I like 'em, if you could move them infront of somwthing with kess detail it might make your high lights and washes show through.


----------



## Khorne's Fist (Jul 18, 2008)

From what I can see I like them, but move them away from the red backgrounds. A plain white or light blue background would help alot.


----------



## normtheunsavoury (Mar 20, 2008)

Yeah, put them in front a plain background. Too much colour is washing out all the detail on the mini. A sheet of paper would do the trick, anything with less detail and less colour.


----------



## Bane_of_Kings (Oct 28, 2009)

Nice death company, looks awesome.


----------



## Ste (Aug 28, 2008)

Cheers guys, will get a big sheet of white paper from Asda or the like to stick behind them for future photos  also what do you think about the idea for golden sergeants? like my terminators and devestator?

-ste-


----------



## edd_thereaper (Oct 21, 2008)

i like the idea, it makes them stand out more, and they are more recognisable

it really pays off if you spend extra time on sgt's and characters, and from what i can see its looking good so far

cheers

edd


----------



## Ste (Aug 28, 2008)

Thanks for the comments


----------



## Ste (Aug 28, 2008)

UPdate - Have finnished my devestators and have jsut ordered some Sanguinary guard and astorath the grim  will have pictures up on sunday  

-ste-


----------



## Ste (Aug 28, 2008)

Terminator sergeant is done from the second squad, dred needs some more work but il post up what i'v done 


-ste-


----------



## Ste (Aug 28, 2008)

Well, today i was rather bored with the AOBR dreadnought pictured above.
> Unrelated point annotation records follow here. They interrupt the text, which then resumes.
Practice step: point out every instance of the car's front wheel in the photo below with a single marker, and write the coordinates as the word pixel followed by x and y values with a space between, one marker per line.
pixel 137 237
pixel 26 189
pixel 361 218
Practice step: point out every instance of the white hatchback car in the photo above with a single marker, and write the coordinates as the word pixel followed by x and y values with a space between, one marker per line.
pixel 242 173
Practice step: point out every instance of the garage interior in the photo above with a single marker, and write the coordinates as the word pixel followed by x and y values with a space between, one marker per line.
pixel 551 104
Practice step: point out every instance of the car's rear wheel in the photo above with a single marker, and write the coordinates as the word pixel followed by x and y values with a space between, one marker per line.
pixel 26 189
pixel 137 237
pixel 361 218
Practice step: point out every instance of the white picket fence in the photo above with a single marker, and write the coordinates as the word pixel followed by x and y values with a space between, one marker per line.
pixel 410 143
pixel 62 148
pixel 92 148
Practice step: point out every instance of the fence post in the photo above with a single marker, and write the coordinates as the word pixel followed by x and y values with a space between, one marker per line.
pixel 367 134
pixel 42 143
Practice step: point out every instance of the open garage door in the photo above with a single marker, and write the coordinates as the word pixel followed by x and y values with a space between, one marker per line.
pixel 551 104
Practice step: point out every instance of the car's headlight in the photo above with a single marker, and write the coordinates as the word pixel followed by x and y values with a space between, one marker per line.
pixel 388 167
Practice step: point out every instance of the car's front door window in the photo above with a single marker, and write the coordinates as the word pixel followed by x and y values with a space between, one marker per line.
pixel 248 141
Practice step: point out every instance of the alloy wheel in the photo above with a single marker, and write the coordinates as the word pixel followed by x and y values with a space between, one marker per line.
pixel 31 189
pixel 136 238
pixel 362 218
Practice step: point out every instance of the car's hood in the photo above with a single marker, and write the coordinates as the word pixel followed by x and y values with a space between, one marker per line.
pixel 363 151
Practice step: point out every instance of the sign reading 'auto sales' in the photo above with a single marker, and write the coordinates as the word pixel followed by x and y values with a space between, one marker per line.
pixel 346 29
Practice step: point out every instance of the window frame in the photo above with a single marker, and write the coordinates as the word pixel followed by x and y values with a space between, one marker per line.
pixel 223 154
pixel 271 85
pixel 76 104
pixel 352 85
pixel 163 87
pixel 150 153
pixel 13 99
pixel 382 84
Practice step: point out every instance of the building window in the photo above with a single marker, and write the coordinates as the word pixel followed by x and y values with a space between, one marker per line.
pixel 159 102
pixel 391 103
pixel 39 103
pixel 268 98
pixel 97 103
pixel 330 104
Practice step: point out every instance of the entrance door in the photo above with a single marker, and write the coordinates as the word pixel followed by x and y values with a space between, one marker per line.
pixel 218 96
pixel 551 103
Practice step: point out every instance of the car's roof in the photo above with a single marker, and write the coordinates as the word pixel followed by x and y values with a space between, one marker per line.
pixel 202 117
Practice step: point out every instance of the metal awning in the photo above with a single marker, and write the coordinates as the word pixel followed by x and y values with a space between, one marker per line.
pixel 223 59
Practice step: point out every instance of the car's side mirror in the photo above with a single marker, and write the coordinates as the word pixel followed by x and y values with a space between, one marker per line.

Soo i used some COD and Tyranid claws and my Space hulk dead termie on throne to create a librarian dred . 
I will post some pics of him up later on, still needs heavy Green stuffing and painting. he is undercoated in gold at the moment and has lots of gaps and rips from where iv cut out the front of the dreadnought to make him. 


-ste-


----------



## retiye2 (Oct 20, 2008)

Is that the one that is posted in the other part of the hobby section?
If so it looks amazing, and you should link it in here so everyone can see your creation.

One thing, I am relatively new to 40k... being a fantasy man, but I have never heard of a libby dread. Is it a count as model? If so, for what?


----------



## Orochi (Jan 28, 2009)

Lib-dread is one of the ridiculous units in the BA codex.


----------



## Ste (Aug 28, 2008)

Yeah i know but i couldnt resists having an AV 13 librarian with a Str 10 power weapon lol any who heres a picture from my other post 

-ste-


----------



## sanguinius noob (Apr 16, 2010)

very nice! good idea 

+ rep!


----------



## Ste (Aug 28, 2008)

update: just sprayed up my sanguinary guard and my Dante, will post pics up soon 

-ste-


----------



## Ste (Aug 28, 2008)

After a long while of doing and of my angels mortis here is one of my tactical sergeants armed with power axe and combi plasma which i have stuck on the axe similar to a custodes style weapon.


----------